Individual energy budgets, life histories and population dynamics in natural populations

Leverhulme Research Project Grant (RPG-2015-049): 2018-2019.

  • Paul Blackwell
  • Dylan Childs (Primary Investigator)
  • Mark Rees

All animals must acquire energy by consuming food, which is then allocated to different physiological processes such as growth, reproduction and tissue maintenance. Patterns of resource allocation over an organism’s lifetime determine their life history – the age of maturation, frequency of reproduction, size and number of offspring produced, and so on, through to age-at-death. Allocation strategies therefore underpin the demography (rates of mortality and reproduction) and hence, Darwinian fitness of individuals. Since resources are finite and take time and energy to acquire, evolution should optimize allocation decisions, effectively trading off the costs and benefits associated with different components of fitness to maximize the success of individuals.

In a population context, organisms must compete with one another for limited resources. These resources inevitably fluctuate through time in response to environmental conditions and changes in the number and composition of competing individuals. This creates environment-mediated interdependencies between the life history of individuals, changes in abundance (i.e. population dynamics), and natural selection. Ecologists have developed a rich array of models, collectively known as Physiologically Structured Population Models, to explore these kinds of relationships. An important class of such models uses fundamental principles of bioenergetics to link individual- and population-level processes. The resulting theory has provided insight into many different phenomena of fundamental and applied importance, such as the emergence of population cycles, mechanisms of population regulation, and consequences of harvesting.

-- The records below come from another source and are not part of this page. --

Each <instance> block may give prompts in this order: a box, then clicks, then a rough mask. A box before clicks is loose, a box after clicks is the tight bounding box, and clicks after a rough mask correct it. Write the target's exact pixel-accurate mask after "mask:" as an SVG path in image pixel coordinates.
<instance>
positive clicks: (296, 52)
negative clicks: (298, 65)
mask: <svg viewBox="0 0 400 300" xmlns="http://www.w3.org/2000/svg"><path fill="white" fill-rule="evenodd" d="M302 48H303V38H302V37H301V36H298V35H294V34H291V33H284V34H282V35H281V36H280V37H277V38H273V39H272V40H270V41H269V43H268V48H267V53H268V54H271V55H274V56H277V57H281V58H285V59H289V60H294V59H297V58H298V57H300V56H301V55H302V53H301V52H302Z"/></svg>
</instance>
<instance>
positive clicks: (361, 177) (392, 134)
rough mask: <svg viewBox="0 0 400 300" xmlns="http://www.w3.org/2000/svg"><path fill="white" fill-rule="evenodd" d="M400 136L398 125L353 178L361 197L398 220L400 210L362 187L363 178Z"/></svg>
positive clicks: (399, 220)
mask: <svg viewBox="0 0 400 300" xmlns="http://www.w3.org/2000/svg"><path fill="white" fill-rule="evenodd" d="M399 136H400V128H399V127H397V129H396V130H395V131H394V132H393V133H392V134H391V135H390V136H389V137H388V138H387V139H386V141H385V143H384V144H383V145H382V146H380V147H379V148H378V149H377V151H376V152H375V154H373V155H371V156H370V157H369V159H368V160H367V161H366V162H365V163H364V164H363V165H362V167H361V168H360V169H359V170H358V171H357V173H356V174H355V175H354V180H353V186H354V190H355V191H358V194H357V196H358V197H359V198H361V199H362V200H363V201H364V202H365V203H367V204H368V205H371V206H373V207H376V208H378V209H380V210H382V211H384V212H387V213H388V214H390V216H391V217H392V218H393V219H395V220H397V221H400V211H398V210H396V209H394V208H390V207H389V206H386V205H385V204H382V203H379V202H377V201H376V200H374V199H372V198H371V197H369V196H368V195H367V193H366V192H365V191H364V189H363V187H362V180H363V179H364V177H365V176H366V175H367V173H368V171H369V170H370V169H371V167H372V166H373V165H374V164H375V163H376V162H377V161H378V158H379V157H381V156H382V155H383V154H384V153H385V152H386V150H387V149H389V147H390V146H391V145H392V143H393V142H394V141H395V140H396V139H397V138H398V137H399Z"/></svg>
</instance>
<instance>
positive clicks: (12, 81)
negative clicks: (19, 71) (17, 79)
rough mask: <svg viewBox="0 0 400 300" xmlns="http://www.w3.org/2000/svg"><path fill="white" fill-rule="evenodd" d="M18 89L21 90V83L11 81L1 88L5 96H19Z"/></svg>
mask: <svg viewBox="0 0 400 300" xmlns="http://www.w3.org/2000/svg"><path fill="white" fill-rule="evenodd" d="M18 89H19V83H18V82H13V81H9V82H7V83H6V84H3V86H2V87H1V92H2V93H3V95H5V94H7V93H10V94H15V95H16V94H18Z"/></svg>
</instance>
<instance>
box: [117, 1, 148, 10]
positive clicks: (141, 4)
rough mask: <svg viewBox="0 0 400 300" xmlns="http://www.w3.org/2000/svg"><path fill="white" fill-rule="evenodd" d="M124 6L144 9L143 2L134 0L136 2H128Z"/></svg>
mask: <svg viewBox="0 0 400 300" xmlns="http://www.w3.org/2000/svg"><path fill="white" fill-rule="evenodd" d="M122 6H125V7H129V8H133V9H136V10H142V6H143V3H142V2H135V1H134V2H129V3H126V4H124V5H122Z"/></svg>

The goal of this project is to apply an underused statistical approach known as Approximate Bayesian Computation (ABC) to (formally) learn about the processes governing the individual energy budget and population dynamics of a model ungulate, the feral Soay sheep of St Kilda, Scotland. This well-studied population is thought to be experiencing, and responding to, changes in climate and vegetation. We aim to construct a data-driven Physiologically Structured Population Model (PSPM) for the Soay sheep using an ABC approach. We will then analyze the resulting model using tools from demography and mathematical evolutionary biology. Ultimately, this will enable us to investigate the fundamental mechanisms determining the life history and population dynamics of Soays, as well as explore the past and future consequences of environmental variation.

We will meet two broad objectives to address our aims. Our first is to develop a robust ABC framework to estimate the parameters of PSPMs from observational data. To achieve this we will: 1) construct a suite of computer simulation models that use bioenergetics principles to encode key features of ungulate life histories and population dynamics; 2) use ABC methodology to estimate and quantify uncertainty in the parameters of these models, using over 30 years of individual- and population-level census data from the St Kilda population. We will then use the resulting model as a research tool to understand our system. Our second objective is therefore, to investigate how environmental variation and competition for food structure population dynamics. To achieve this we will: 1) determine how environmental variation influences the dynamics of trait variation and population abundance, 2) predict how future changes in climate and vegetation productivity may influence the ecology and evolution of our model system.

Inference for continuous-time movement

PhD thesis: 2014-2018.

  • Paul Blackwell (supervisor)

This PhD thesis concerns the statistical modelling of animal movement paths given observed GPS locations. With observations being in discrete time, mechanistic models of movement are often formulated as such. This popularity remains despite an inability to compare analyses through scale invariance and common problems handling irregularly timed observations. A natural solution is to formulate in continuous time, yet uptake of this has been slow, often excused by a difficulty in interpreting the `instantaneous’ parameters associated with a continuous-time model.

The aim here was to bolster usage by developing a continuous-time model with interpretable parameters, similar to those of popular discrete-time models that use turning angles and step lengths to describe the movement process. Movement is defined by a continuous-time, joint bearing and speed process, the parameters of which are dependent on a continuous-time behavioural switching process, thus creating a flexible class of movement models. Further, we allow for the observed locations derived from this process to have unknown error. Markov chain Monte Carlo inference is presented for parameters given irregular, noisy observations. The approach involves augmenting the observed locations with a reconstruction of the underlying continuous-time process.

Example implementations showcasing this method are given featuring simulated and real datasets. Data from elk (Cervus elaphus), which have previously been modelled in discrete time, demonstrate the interpretable nature of the model, finding clear differences in behaviour over time and insights into short-term behaviour that could not have been obtained in discrete time. Observations from reindeer (Rangifer tarandus) reveal the effect observation error has on the identification of large turning angles—a feature often inferred in discrete-time modelling. Scalability to realistically large datasets is shown for lesser black-backed gull (Larus fuscus) data.